Aedes aegypti vector competence seems to be genetically determined, which means that coadaptation between mosquitoes and viruses in a local setting may provide a more efficient transmission by sympatric vector genotypes with lower fitness cost (Lambrechts et al., 2009). Overall, our findings suggest that ZIKV infection causes a reduction in Ae. aegypti survival but did not alter fecundity, different from what has been observed for DENV and other arboviruses. It is worth mentioning, however, that mosquito populations varied in their response to ZIKV infection considering survival and viral loads, highlighting that fitness outcomes may be governed by the interaction between host and parasite genotypes. For example, superinfected mosquitoes from one of the populations exhibited more ZIKV copies in the head at 7 dpsi and increased mortality. These different outcomes toward field-derived Ae. aegypti might provide additional information regarding local epidemiological settings.
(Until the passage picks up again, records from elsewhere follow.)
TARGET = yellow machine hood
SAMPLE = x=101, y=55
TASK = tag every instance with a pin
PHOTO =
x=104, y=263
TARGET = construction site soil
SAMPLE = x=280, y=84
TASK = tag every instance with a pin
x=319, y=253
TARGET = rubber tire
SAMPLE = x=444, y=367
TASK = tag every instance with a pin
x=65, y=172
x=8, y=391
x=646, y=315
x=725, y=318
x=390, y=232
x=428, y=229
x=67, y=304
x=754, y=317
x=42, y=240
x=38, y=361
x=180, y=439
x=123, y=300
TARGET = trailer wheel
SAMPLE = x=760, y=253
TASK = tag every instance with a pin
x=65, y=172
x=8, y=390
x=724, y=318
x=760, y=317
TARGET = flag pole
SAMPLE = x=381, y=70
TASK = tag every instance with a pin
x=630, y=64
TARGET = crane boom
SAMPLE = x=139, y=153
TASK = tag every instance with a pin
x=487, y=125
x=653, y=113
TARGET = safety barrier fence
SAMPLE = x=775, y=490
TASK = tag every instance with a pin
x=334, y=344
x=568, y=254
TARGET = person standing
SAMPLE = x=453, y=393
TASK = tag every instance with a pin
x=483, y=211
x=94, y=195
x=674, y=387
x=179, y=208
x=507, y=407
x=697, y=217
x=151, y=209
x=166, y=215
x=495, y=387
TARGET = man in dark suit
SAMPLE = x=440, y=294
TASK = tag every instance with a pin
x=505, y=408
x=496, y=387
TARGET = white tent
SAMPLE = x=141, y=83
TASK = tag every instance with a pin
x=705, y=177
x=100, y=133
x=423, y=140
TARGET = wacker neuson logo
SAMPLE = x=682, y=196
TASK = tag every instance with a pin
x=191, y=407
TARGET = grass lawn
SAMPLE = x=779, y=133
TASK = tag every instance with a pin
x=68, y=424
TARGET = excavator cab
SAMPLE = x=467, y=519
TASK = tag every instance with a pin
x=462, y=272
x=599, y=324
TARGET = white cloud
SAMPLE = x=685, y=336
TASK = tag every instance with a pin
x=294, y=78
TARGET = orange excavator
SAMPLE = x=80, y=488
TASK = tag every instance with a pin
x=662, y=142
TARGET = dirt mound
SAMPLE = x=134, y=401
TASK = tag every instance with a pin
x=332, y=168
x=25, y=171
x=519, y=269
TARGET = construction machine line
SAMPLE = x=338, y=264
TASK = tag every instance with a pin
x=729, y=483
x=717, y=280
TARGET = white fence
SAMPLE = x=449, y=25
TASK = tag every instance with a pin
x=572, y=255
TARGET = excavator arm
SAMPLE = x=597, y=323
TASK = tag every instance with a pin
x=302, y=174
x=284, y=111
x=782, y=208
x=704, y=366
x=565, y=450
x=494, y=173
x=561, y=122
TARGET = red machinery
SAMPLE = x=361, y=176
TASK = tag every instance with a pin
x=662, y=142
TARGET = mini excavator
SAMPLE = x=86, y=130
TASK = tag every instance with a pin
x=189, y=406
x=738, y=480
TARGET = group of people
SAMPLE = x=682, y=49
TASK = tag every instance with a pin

In conclusion, ZIKV infection yields a reduction in Ae. aegypti survival but produced no effects on mosquito fecundity and oviposition success. Therefore, the presence of ZIKV negatively affected the Ae. aegypti vectorial capacity by reducing mosquito lifespan.

Ethics Statement

ZIKV-infected and uninfected mosquitoes were blood fed once a week on anesthetized mice. This study was carried out in accordance with the recommendations of Fiocruz Ethical Committee for Animal Use. The protocol was approved by the Fiocruz Ethical Committee for Animal Use (CEUA LW-32/14).

Author Contributions

IS, GG, MGP, and RM were responsible for the conception and design of study; IS, MTP, GS, and MTP were responsible for the acquisition of data; MD, MGP, and RM performed the data analysis; IS, MD, MGP, and RM wrote the manuscript. All authors participated in interpretation of the findings, and all authors read and approved the final version of the manuscript. All authors confirm that the content has not been published elsewhere and does not overlap with or duplicate their published work.

Conflict of Interest Statement

The authors declare that the research was conducted in the absence of any commercial or financial relationships that could be construed as a potential conflict of interest.